Was ist gut am Frauenvolksbegehren?

Heute, Montag den 12. Februar 2018, startet das Frauenvolksbegehren 2.0 Dieses Volksbegehren versteht sich als Fortsetzung der Bemühungen des ersten Frauenvolksbegehrens in Österreich aus dem Jahre 1997, dessen Forderungen nach weitgehender gesellschaftlicher und ökonomischer Gleichstellung von Frauen noch immer nicht erfüllt gesehen werden.

Die InitiatorInnen sammeln Unterstützungserklärungen zu zehn zentralen frauenpolitischen Forderungen. Ziel ist es daher, 100.000 Unterschriften und damit zu erreichen, dass die Themen des Frauenvolksbegehrens im Nationalrat behandelt und längerfristig letztlich auch durch entsprechende Gesetze umgesetzt werden.

Die zehn Forderungen:

  • Macht teilen
  • Einkommensunterschiede beseitigen
  • Arbeit verteilen
  • Teilhabe, Respekt & Wertschätzung ermöglichen
  • Armut bekämpfen
  • Wahlfreitig ermöglichen
  • Vielfalt leben
  • Familie, Gesundheit und mehr Sicherheit unterstützen
  • Selbstbestimmung ermöglichen
  • Gewalt verhindern
  • Schutz gewähren (insbes. vor sexueller bzw. sexualisierter Gewalt)

zielen zweifelsfrei darauf, mehr Gerechtigkeit und Ausgleich zwischen Männern und Frauen innerhalb unserer Gesellschaft und vielleicht sogar auch darüber hinaus (Stichworte: Menschenhandel & Asyl) zu ermöglichen. Diesen Forderungen als wünschenswerte Werthaltungen und Zielorientierungen kann sich wohl kein vernünftig und demokratisch denkender Mensch widersprechen.
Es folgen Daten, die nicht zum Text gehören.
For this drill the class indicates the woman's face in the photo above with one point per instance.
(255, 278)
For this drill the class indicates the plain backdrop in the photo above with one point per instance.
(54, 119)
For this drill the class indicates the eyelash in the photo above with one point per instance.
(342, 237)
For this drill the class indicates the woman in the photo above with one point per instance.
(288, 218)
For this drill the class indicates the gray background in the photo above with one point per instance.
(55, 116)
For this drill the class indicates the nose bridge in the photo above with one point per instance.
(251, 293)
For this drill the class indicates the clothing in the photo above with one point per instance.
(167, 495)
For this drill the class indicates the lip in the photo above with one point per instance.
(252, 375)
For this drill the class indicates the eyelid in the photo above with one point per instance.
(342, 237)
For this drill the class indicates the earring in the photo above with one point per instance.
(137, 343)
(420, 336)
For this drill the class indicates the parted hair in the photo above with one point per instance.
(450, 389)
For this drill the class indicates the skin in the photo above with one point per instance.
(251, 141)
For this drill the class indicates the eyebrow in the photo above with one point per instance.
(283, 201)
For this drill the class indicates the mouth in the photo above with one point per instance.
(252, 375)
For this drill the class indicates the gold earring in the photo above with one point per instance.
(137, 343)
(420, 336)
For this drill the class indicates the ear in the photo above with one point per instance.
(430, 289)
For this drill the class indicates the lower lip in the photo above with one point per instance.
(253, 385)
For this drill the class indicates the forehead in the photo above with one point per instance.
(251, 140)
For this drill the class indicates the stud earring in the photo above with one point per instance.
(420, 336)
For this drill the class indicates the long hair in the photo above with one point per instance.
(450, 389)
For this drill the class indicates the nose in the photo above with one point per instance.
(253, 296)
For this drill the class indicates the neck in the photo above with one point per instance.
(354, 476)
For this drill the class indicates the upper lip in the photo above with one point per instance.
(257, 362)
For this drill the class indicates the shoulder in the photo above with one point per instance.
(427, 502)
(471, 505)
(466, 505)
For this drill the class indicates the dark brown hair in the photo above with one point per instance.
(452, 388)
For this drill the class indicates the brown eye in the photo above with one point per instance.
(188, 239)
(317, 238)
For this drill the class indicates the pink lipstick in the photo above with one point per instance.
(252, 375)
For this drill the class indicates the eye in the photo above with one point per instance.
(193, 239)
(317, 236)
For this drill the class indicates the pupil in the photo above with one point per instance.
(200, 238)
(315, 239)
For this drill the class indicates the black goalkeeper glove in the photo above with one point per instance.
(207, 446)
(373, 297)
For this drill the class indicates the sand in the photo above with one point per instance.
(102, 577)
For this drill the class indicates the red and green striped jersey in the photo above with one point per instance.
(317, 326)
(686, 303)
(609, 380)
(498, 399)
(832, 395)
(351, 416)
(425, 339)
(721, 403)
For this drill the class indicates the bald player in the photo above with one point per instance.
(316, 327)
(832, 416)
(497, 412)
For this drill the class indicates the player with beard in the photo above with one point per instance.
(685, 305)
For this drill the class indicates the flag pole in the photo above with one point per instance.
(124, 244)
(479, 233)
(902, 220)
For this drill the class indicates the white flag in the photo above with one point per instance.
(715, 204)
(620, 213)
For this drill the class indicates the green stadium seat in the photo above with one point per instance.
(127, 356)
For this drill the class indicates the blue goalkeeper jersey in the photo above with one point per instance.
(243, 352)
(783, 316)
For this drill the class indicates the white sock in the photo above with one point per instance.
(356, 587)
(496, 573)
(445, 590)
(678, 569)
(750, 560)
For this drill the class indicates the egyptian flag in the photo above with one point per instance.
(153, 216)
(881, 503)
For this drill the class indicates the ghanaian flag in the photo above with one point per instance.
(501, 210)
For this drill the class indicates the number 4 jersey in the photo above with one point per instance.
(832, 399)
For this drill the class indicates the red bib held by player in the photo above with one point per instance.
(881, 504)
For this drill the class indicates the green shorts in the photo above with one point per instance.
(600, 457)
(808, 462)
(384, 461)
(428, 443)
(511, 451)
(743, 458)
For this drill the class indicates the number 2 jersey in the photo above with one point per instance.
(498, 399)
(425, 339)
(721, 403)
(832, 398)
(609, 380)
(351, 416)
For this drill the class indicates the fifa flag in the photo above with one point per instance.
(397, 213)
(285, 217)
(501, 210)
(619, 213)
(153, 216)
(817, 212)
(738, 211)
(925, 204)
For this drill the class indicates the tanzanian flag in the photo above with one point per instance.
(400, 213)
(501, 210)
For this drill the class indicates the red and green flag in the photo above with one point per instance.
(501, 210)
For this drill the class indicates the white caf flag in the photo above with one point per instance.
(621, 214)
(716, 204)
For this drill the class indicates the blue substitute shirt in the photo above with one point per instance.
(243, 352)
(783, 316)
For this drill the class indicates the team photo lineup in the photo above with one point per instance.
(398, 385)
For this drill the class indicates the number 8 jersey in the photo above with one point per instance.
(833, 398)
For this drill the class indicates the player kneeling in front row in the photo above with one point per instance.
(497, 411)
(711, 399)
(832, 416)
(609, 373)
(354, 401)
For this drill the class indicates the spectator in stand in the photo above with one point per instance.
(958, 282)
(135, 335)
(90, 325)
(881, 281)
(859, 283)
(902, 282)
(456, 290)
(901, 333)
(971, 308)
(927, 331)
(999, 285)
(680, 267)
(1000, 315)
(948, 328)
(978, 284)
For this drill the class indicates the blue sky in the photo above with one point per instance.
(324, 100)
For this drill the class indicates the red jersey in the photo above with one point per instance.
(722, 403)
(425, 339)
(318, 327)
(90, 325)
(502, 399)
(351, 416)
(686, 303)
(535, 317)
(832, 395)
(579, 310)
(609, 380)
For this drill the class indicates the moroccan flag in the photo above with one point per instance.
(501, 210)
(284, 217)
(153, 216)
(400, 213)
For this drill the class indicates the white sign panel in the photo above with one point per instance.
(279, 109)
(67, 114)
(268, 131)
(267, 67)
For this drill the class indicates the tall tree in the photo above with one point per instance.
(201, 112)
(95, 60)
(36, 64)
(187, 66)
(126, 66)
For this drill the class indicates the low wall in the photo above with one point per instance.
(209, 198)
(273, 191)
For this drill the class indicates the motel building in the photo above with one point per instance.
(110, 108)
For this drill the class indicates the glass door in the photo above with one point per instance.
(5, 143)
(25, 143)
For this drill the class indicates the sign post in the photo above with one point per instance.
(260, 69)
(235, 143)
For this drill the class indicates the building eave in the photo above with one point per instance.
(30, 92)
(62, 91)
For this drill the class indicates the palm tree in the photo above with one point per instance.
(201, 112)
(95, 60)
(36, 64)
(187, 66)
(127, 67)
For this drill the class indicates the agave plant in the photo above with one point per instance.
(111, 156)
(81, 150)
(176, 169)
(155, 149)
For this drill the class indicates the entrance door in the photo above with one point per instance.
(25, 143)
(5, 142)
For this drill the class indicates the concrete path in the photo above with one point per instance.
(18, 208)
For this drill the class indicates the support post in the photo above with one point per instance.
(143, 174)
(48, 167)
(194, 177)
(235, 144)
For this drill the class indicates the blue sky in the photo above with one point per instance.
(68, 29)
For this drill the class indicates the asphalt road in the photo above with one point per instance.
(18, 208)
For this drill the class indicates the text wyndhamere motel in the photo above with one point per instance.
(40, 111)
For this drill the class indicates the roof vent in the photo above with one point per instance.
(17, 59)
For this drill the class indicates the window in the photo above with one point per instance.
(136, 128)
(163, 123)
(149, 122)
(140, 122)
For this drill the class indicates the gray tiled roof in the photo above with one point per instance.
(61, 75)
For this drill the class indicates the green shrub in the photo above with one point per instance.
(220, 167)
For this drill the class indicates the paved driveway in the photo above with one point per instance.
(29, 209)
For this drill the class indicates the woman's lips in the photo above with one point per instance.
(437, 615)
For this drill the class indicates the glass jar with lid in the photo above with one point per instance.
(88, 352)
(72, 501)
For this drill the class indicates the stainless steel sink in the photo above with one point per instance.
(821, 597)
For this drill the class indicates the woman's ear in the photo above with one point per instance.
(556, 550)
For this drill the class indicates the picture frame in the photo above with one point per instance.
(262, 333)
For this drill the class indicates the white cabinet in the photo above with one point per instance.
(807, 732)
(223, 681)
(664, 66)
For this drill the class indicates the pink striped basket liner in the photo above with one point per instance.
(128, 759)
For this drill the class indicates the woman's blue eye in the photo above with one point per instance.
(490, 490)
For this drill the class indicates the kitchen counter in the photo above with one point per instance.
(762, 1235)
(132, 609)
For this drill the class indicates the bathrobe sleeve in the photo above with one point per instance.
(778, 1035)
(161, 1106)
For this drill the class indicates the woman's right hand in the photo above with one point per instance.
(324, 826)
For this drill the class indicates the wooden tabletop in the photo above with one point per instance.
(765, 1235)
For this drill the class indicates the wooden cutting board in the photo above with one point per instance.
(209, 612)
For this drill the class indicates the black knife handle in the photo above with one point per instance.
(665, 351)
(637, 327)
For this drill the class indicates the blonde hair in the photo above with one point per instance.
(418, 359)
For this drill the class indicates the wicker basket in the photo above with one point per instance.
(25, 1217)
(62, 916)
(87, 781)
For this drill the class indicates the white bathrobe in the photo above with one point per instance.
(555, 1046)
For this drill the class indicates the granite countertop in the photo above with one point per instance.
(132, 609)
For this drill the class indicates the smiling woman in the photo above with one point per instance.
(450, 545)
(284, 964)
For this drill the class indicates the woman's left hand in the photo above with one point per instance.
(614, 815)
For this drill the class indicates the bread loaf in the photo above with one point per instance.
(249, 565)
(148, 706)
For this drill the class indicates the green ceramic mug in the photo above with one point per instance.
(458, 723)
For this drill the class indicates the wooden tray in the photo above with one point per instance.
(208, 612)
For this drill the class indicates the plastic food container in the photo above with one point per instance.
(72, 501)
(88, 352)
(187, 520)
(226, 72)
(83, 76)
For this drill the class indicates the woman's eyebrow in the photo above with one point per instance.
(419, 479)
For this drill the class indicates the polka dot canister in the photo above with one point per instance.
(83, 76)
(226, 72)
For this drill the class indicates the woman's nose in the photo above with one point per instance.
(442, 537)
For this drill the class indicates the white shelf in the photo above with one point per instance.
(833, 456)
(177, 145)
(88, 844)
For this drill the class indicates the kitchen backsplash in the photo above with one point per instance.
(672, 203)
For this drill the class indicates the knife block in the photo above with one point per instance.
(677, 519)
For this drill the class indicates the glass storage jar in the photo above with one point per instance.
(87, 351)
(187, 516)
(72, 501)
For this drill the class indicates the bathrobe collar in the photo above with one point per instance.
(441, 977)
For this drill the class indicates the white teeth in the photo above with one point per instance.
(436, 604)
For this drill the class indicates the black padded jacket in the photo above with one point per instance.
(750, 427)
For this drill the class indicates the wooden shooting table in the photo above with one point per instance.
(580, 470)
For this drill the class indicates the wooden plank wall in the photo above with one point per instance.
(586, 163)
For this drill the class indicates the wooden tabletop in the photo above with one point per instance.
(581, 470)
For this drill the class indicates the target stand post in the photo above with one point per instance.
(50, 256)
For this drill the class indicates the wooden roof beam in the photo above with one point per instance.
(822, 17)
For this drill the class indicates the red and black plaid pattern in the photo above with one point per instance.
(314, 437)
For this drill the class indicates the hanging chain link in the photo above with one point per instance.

Argumentation und vorgeschlagene Wege dahin sind freilich vor dem Hintergrund der jeweiligen politischen Ausrichtung sehr intensiv diskutierbar (so erscheint etwa. die Argumentation, der Rechtsanspruch auf kostenlose, qualitativ hochwertige Kinderbetreuung, die mit einem Vollzeitjob vereinbar ist, wäre die Lösung für das „Problem“, dass viele Eltern – v.a. Frauen – nach der Geburt eines Kindes nicht wieder Vollzeit arbeiten, einerseits stark politisch motiviert und andererseits in höchstem Maße verkürzt, um nur ein Beispiel herauszugreifen).

Man kann zu den Forderungen im Einzelnen durchaus unterschiedlich stehen. Die Umsetzung einer davon allerdings scheint im Hinblick auf die Verbesserung der Rahmenbedingungen für ein erfülltes Familienleben und die Vereinbarkeit von Familie & Beruf einen sehr großen Beitrag leisten zu könnnen: die Schaffung besserer Möglichkeiten, Erwerbsarbeit und unbezahlte Sorge- und Hausarbeit halbwegs gerecht und langfristig zufriedenstellend zwischen (Ehe-)Partnern und Eltern zu verteilen: jene nach einer allgemeinen 30-Stunden Arbeitswoche.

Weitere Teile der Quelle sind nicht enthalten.